One victim lost 140 ETH after copying a lookalike address “poisoned” into their transaction history. Similar scams drained $880,000 from another victim, alongside multiple smaller thefts. On top of this, malicious signature requests stole more than $600,000, including $165,000 in a single attack. The FBI also warned of fraudulent “crypto recovery law firms” targeting scam victims for additional theft, amid rising crypto-related crime that saw $2.5 billion lost in the first half of 2025.
Crypto Users Hit by Address Poisoning Spree
Crypto scammers stole more than $1.6 million from unsuspecting users through address poisoning attacks in just the past week. This means that these attacks surpassed the total losses that were recorded in the entire month of March.
One of the most serious incidents occurred on Friday, when a victim mistakenly sent 140 Ethereum (ETH), valued at roughly $636,500, to a fraudulent address. According to scam prevention platform ScamSniffer, the victim copied the wrong address from their transaction history after it was “poisoned” with a lookalike entry. The history, ScamSniffer explained, was already filled with malicious addresses, making it only a matter of time before the trap succeeded.
The theft was not an isolated case. On Sunday, another victim lost $880,000 worth of cryptocurrency to the same type of scam. Additional reports from cybersecurity alerts revealed smaller losses, including $80,000 from one user and $62,000 from another. Combined data from multiple security firms confirmed that over $1.6 million was drained from victims’ wallets through address poisoning since Sunday, which is more than the $1.2 million that was lost to these attacks in March.
Address poisoning works by sending small transactions from addresses that closely resemble those of legitimate contacts or previous transactions. This fake entry then appears in the victim’s transaction history, and if the victim copies the address for a future transfer without double-checking, the funds are sent directly to the scammer. Web3 Antivirus described it as a form of “transaction history poisoning,” which exploits user habits and reliance on partial address verification.
On top of address poisoning scams, scammers also took more than $600,000 from victims this week through malicious signature requests, like “approve,” “increaseAllowance,” and “permit” signatures. One such attack on Tuesday resulted in the loss of $165,000 worth of BLOCK and DOLO tokens after the victim unknowingly granted the scammer access to their funds.
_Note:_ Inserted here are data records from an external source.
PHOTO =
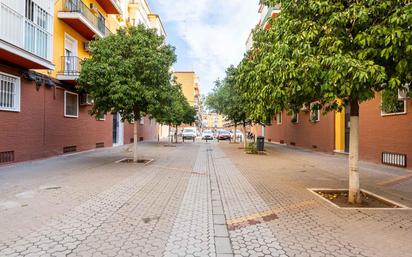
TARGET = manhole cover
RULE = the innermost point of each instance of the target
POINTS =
(139, 161)
(50, 187)
(149, 219)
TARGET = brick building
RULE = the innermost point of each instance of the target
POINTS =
(41, 45)
(383, 137)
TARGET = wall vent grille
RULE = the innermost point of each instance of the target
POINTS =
(100, 145)
(6, 156)
(69, 149)
(394, 159)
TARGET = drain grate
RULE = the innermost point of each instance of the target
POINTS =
(7, 156)
(253, 220)
(100, 145)
(394, 159)
(69, 149)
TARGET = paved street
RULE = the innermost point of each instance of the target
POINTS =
(197, 199)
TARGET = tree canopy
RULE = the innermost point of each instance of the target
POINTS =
(128, 72)
(335, 52)
(332, 53)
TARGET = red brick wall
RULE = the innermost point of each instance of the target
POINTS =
(384, 133)
(40, 129)
(305, 133)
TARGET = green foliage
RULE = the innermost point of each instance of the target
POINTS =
(327, 50)
(390, 102)
(128, 73)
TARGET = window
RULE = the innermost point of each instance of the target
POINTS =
(279, 118)
(71, 104)
(295, 118)
(9, 93)
(314, 114)
(391, 104)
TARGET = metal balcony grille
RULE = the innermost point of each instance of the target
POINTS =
(394, 159)
(78, 6)
(70, 65)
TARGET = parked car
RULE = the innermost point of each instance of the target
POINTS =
(223, 135)
(239, 135)
(207, 135)
(189, 133)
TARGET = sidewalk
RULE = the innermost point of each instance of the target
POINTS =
(196, 199)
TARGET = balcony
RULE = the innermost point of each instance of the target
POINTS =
(110, 6)
(26, 40)
(70, 69)
(83, 19)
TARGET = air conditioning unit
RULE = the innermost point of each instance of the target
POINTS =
(87, 46)
(85, 99)
(93, 8)
(403, 93)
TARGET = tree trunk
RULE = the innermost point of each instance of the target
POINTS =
(235, 132)
(354, 185)
(244, 135)
(136, 121)
(158, 133)
(176, 135)
(170, 136)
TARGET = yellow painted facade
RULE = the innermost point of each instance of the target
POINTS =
(61, 29)
(213, 120)
(340, 131)
(188, 81)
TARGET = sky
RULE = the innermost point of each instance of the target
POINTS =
(209, 35)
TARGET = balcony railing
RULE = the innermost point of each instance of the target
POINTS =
(32, 33)
(70, 66)
(79, 7)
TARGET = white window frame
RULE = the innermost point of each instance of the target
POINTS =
(17, 94)
(101, 119)
(310, 114)
(77, 96)
(279, 118)
(405, 110)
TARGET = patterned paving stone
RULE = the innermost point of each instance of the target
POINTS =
(205, 200)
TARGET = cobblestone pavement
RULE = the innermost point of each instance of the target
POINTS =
(193, 200)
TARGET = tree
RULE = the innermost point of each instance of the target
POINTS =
(338, 53)
(127, 73)
(226, 100)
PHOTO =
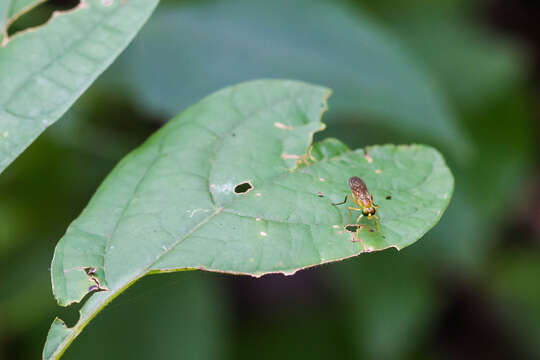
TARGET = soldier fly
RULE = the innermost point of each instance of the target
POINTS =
(363, 200)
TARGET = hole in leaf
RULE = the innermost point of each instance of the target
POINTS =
(243, 188)
(40, 15)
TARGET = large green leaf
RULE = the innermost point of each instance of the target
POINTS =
(172, 205)
(376, 79)
(45, 70)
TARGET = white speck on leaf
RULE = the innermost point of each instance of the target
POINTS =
(282, 126)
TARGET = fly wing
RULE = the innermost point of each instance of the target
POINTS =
(359, 188)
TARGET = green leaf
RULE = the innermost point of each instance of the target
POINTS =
(45, 70)
(171, 204)
(10, 10)
(374, 75)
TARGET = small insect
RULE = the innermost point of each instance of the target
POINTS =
(363, 200)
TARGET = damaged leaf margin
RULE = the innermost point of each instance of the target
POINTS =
(170, 205)
(48, 67)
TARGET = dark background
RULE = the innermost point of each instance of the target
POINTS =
(469, 289)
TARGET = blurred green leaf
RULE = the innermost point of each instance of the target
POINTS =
(392, 304)
(172, 204)
(209, 45)
(161, 317)
(45, 70)
(472, 64)
(10, 9)
(512, 277)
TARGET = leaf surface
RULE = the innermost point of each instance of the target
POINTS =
(174, 203)
(45, 69)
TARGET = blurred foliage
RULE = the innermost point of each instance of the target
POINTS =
(346, 309)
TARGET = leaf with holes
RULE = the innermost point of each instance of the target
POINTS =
(232, 185)
(43, 71)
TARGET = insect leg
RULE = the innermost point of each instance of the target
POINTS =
(358, 239)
Security experts urged crypto users to adopt best practices like maintaining an address book or whitelist and verifying the full wallet address before initiating any transaction.
Scam Law Firms Target Crypto Victims
The US Federal Bureau of Investigation (FBI) also recently issued a new warning to victims of crypto scams, and pointed out that fraudulent law firms are promising to recover stolen funds. In a public service announcement that was made on Wednesday, the agency said these fictitious firms are specifically targeting people who already lost some or all of their crypto holdings, putting them at risk of even more losses and potential compromise of personal data.
Warning from the FBI
According to the FBI, the scam typically involves unsolicited contact from so-called “crypto recovery law firms” or legal entities requesting payment in cryptocurrency or prepaid gift cards. The bureau explained that legitimate law firms do not operate this way and urged people to be wary of any such outreach, especially if they have not reported the initial scam to law enforcement or civil protection agencies. This latest notice builds on similar warnings the FBI issued in August of 2023 and June of 2024.
The warning was also made against the backdrop of rising crypto-related crime. Blockchain security firm CertiK reported that approximately $2.5 billion was lost to hacks, exploits, and scams in the first half of 2025 alone. While some victims manage to recover funds through exchanges or other means, many are left to navigate the aftermath without formal assistance, making them vulnerable to secondary scams.
US Treasury Secretary Scott Bessent stated that any digital assets seized by authorities will be added to the national cryptocurrency stockpile—sometimes referred to as a Bitcoin reserve—after compensating affected victims. In April, the FBI’s Dallas division seized $2.4 million worth of Bitcoin linked to an alleged member of a hacking group, later seeking a legal claim on the assets in July.
The risks to crypto holders extend beyond online scams as some criminals are resorting to physical threats. SatoshiLabs founder Alena Vranova estimated that at least one Bitcoin holder somewhere in the world is targeted each week in incidents involving kidnapping or ransom demands.